(Sajian Kopi Sore Pada Hari Disabilitas, 3 Desember 2014)
Seorang sahabat mengirimkan ucapan Hari Disabilitas. Sahabat seorang difabel. Ucapannya pertama dan menjadi orang pertama pada Hari Disabilitas. Hari ini.
Ini adalah pengalaman pertama saya. Biasanya saya terima ucapan Ulang Tahun, Natal, dan Paskah. Tetapi ucapan sahabat ini, memicu saya untuk menulis tentang isu disabilitas. Menjadi sajian kopi bagi sahabat menjelang senja.
Kompas pernah merilis berita di Aceh. Demonstrasi kaum difabel terkait Surat Ijin Mengemudi (SIM). Tulisan pada spanduk; "Kami Bukan Produk Tuhan yang Gagal" menjadi judul berita. Tulisan spanduk tersebut mempertegas bahwa Tuhan tidak pernah menciptakan manusia cacat.
Bagaimana kita perlakuan dan sikap terhadap penyandang disabilitas? Penanganan penyandang disabilitas dan kecacatan perlu diperbaiki. Persepsi dan perlakuan terhadap penyandang disabilitas harus berubah. Penyandang disabilitas tidak identik lagi hidup dalam panti-panti. Penyandang disabilitas harus melebur dengan masyarakat lain.
Perubahan itu harus berawal dari keluarga. Banyak keluarga beranggapan mengurus anak difabel sebagai beban hidup. Karena itu mereka lebih cenderung menitipkannya di panti-panti. Dengan demikian mereka dibebaskan dari tanggung jawab sehari-hari. Rasa kasih sayang kepada anak pun memudar. Akhirnya hilang.
Peran pemerintah juga sangat penting. Memberi ruang bagi kaum difabel berdifusi dengan masyarakat normal. Mereka bisa hidup di tengah masyarakat lain. Bekerja. Berdagang, dan lain-lain. Caranya membuka akses bagi mereka. Membangun infrastruktur yang ramah terhadap kaum difabel. Tanpa itu bagaimana mungkin mereka bisa melebur?

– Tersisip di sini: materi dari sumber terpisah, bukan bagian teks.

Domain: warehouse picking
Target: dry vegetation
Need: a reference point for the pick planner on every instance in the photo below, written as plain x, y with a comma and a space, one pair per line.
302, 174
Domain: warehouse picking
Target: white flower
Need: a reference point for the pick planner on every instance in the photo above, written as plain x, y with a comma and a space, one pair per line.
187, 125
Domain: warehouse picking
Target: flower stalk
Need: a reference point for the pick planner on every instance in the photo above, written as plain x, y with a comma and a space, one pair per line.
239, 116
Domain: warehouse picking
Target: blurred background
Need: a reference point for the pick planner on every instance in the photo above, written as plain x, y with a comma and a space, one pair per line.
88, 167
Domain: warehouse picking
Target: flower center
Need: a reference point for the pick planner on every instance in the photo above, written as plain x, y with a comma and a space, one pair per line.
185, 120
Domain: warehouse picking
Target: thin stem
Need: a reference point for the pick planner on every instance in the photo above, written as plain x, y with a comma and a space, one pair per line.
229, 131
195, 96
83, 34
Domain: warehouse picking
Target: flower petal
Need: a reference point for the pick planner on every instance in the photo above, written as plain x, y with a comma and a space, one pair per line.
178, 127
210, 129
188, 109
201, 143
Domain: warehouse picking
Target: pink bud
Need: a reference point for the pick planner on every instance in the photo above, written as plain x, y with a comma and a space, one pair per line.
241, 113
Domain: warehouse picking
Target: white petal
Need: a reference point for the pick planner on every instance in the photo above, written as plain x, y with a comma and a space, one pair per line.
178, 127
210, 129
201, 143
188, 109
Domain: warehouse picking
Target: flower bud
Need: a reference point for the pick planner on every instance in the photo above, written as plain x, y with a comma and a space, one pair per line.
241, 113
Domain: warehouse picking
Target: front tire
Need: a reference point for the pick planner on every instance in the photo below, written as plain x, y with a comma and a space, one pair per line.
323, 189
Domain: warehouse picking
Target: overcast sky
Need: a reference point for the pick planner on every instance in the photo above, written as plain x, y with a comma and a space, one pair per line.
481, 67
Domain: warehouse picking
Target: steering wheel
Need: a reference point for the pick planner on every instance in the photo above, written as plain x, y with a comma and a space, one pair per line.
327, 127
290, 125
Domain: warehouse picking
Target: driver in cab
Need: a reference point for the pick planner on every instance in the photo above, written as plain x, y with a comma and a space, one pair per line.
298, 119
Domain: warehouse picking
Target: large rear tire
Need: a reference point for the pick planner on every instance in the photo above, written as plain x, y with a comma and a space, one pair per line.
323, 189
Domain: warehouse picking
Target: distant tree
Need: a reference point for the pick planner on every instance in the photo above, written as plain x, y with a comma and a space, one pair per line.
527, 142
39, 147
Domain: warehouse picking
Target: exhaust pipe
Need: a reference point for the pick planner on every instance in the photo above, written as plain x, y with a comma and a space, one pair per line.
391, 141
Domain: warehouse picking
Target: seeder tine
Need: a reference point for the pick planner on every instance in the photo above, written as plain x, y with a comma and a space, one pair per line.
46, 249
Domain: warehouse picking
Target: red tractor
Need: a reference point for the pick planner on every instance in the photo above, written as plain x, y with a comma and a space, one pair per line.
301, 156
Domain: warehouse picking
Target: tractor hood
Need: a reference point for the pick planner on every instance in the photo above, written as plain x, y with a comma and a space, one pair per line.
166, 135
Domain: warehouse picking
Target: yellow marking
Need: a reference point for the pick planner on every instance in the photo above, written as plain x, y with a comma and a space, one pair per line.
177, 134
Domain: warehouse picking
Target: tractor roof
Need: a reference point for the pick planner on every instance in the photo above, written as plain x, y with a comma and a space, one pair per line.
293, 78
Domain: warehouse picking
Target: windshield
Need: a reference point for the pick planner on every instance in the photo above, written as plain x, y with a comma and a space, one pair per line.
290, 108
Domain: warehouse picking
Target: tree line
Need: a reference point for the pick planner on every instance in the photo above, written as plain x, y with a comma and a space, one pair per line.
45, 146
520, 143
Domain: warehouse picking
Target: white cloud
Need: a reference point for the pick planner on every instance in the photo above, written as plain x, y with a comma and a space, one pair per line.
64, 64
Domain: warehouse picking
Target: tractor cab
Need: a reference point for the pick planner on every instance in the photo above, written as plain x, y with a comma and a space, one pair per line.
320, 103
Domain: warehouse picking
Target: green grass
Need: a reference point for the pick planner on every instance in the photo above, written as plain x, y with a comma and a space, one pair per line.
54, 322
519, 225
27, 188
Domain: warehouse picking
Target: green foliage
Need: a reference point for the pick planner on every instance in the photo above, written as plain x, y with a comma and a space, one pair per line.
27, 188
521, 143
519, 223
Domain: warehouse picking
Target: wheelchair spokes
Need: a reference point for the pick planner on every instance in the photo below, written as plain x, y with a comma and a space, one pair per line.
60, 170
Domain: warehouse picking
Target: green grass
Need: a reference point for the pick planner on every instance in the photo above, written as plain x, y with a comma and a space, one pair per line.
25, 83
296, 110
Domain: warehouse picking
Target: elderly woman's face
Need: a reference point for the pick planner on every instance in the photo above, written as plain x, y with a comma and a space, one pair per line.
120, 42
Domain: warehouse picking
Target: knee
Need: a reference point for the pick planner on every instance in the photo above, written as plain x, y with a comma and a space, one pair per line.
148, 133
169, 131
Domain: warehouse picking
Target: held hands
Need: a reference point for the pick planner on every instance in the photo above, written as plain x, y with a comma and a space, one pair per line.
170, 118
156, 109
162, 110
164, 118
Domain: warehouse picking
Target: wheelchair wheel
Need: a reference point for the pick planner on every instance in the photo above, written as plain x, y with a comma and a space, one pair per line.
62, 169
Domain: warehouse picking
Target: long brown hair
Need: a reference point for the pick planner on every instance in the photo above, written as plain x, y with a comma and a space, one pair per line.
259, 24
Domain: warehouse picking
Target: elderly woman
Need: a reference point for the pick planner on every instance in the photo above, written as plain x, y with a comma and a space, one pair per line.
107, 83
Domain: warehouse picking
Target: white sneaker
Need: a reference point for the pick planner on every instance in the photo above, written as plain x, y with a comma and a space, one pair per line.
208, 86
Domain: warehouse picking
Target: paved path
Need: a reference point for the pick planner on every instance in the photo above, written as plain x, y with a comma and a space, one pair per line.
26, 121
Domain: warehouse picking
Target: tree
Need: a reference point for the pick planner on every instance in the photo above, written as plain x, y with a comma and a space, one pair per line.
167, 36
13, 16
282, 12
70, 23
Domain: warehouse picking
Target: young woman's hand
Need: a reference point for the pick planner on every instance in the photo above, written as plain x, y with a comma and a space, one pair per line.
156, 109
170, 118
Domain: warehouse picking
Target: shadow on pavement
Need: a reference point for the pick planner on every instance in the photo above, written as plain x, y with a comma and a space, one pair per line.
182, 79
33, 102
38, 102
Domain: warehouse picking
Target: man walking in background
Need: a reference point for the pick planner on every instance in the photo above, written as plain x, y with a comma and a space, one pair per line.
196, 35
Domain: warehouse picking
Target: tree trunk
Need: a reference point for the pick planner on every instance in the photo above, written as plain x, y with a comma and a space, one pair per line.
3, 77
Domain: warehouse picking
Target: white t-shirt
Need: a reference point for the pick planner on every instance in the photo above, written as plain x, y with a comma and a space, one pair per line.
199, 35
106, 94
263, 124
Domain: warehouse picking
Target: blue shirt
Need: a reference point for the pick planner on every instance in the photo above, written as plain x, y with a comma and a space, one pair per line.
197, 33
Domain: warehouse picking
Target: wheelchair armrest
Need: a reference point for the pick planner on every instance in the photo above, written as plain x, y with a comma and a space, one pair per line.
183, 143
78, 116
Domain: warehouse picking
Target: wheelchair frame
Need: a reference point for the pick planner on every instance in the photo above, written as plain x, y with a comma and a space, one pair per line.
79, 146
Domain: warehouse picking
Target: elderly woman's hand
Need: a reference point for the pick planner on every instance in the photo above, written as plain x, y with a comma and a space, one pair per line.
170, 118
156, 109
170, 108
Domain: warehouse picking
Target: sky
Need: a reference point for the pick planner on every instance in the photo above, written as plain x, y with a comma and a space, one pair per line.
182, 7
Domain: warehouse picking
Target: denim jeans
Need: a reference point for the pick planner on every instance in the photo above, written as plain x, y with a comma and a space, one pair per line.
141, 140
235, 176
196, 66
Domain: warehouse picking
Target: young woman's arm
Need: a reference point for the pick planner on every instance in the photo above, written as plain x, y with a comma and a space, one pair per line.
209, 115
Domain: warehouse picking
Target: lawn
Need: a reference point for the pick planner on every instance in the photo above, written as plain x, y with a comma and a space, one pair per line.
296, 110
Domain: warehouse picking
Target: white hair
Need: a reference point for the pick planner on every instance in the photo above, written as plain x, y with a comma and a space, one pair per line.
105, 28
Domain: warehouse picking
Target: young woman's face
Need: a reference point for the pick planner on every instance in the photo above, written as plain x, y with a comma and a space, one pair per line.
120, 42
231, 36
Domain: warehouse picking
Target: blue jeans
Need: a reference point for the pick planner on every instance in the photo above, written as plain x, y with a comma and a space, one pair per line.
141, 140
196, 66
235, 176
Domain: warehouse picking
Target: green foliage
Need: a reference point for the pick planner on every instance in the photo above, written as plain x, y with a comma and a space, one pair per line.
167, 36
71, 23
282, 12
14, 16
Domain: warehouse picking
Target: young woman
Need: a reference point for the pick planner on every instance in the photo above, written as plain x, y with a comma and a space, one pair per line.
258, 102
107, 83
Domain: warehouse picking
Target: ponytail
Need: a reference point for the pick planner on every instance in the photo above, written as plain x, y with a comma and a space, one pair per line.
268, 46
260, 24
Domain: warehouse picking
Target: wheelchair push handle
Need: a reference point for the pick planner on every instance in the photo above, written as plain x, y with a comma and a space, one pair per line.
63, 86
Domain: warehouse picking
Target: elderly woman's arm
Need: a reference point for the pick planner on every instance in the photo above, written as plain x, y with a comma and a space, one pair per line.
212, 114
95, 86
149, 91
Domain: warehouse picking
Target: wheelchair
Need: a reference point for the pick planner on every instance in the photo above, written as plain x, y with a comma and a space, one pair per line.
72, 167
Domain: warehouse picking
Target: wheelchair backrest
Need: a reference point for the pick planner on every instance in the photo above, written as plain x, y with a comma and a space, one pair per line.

Tidak kalah pentingnya peraturan perundangan-perundangan pro kaum difabel. Tetapi kadang juga para pejabat kecil yang memiliki pandangan bahwa semua manusia perlakuan sama. Tidak ada perbedaan antara penyandang disabilitas dengan yang lain. Orang seperti ini harus dicuci otaknya dengan mengirimkan dia ke negara-negara maju. Biar bisa lihat kaum didabel keluar masuk pub atau diskotek. Turun naik bus, dan lain-lain. Hak dan kewajiban terpenuhi dan menjadi prioritas pelayanan.
Cara penanganan dengan membangun panti baik. Melokasir kaum difabel pada satu tempat. Tetapi hal ini tidak tepat. Kadang menjadi proyek tahunan. Menjadikan mereka orang terkucil. Tindakan ini berdampak pada pertumbuhan mental mereka. Mereka tumbuh menjadi pribadi minder. Kurang percaya diri. Sensitif.
Intinya, sesuai pengalaman penulis, kaum difabel tidak membutuhkan belas kasih melainkan kesempatan. Berilah kesempatan. Banyak hal saya diskusikan tentang isu disabilitis dengan orang lain (yang memiliki kebijakan), bahkan masalah atau kendala penulis tetapi saya tidak pernah mendapat respon yang baik. Padahal saya mengharapkan kebajikan darinya.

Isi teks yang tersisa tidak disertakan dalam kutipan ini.